Subject: Re: chown/chgrp problem: is "." a separator or part of a name ?
To: Darren Reed <darrenr@reed.wattle.id.au>
From: Perry E. Metzger <perry@piermont.com>
List: tech-userlevel
Date: 05/06/2000 17:59:51
Darren Reed <darrenr@reed.wattle.id.au> writes:
> Whilst looking through the PR's currently open, I came across one where
> a person was attempting to chown a file to a user where the username was
> made up of a ".".  Easy to deal with ?  Maybe.
> 
> Consider that a username might be "foo.bar", "foo", "bar" and a group
> name to match each of those.
> 
> If I do "chown foo.bar /tmp/foryou" what should happen ?
> 
> Is the best option, in this case, to simply bail out because the user
> is not being clear about what they want to do ?

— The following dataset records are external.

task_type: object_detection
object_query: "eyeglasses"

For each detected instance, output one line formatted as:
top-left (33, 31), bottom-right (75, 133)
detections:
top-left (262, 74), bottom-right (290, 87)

There are two possibilities here. The current docs we have don't even
indicate that "." still works. In theory, we could perhaps just rip it
out.

Assuming we keep it, we should observe a few things:

1) Using : should be the *encouraged* way of doing things.
2) We don't want to rip out "." support in the cases when it doesn't
   cause trouble, though. Users are used to it. Therefore, if there
   aren't dots in your passwd file names, and someone says "chown
   foo.bar", it should do what it does right now. 
3) That said, if there is a . in a user name, and it is unambiguously
   a user name (i.e. someone does "chown foo.bar" and there is a
   "foo.bar" in the password file) the right thing should happen, too
   -- i.e. the username should be assumed, not user.group syntax.
4) Given that : is the encouraged syntax, if there is a conflict
   (i.e. foo, bar and foo.bar all exist), then the assumption should
   be that the user "foo.bar" was meant. As der Mouse said
   differently, we supply the rope -- it is up to a user to hang
   themselves.

So, then, we should do this in the code:

1) If there is a :, what is before the colon is assumed to be a
   username, and what is after is a group name, PERIOD.
2) If there is NOT a :, and there is a period in the string, we check
   if the full string is in the password file. If it is, we treat it
   as a user name. If not, we treat it as "user.group" syntax.
3) if there is a string with no ":" or "." in it, just treat it as a
   user name.

2) could of course be done in several ways, but the impact should more
or less be what is implied there, IMHO.


Or, of course, we could just rip it out.